METHODS: We examined 1,065,750 DNA methylation (DNAm) sites from 171 donors including neurotypicals, PTSD, and major depressive disorder cases across six regions implicated in the fear circuitry of the brain. We performed RNA-seq to examine changes in gene expression and link these changes to changes in DNAm at nearby sites in a case control manner. We created a single cell-type atlas of DNAm using a single nucleus RNA-seq reference panel to map epigenetic changes to specific cell types. Finally, we leveraged a human PTSD ketamine trial to associate blood DNAm biomarkers of ketamine efficacy with specific changes in DNAm in brain.

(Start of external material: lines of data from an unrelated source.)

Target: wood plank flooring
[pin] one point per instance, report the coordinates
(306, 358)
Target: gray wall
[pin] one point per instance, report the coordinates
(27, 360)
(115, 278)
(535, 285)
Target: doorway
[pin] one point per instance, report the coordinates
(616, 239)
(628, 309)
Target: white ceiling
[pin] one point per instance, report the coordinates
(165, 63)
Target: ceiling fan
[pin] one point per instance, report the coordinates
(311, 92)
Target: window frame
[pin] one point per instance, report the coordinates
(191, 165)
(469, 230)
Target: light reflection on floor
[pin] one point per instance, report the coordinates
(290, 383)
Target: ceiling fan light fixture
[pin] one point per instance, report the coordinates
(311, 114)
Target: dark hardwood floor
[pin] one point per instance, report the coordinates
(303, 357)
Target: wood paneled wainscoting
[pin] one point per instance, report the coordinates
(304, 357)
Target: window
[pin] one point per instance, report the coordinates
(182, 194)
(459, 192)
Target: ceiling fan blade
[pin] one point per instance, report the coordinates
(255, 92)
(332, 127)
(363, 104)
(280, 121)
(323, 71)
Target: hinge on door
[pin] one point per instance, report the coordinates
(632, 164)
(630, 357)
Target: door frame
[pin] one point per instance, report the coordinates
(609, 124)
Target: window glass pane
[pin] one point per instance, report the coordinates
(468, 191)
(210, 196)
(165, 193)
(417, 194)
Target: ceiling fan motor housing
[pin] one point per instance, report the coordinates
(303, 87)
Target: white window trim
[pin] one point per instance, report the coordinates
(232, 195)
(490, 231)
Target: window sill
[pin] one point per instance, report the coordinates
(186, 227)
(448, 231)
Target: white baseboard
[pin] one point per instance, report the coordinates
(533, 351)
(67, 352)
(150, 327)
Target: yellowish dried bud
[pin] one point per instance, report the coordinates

RESULTS: We found significant differential methylation for PTSD near 195 genes and to further resolve the changes we observe, we constructed a cell type-specific DNA methylation atlas defined for changes to the PTSD methylome across 6 cell types. To identify potential therapeutic intersections for PTSD, we found significant methylation levels in the MAD1L1, ELFN1, and WNT5A genes in PTSD patients who responded to ketamine. Finally, to better understand the unique biology of PTSD, we analyzed matching methylation data for a cohort of MDD donors with no known history of trauma or PTSD.
CONCLUSIONS: Our results implicate DNAm as an epigenetic mechanism underlying the molecular changes associated with the subcortical fear circuitry of the PTSD brain.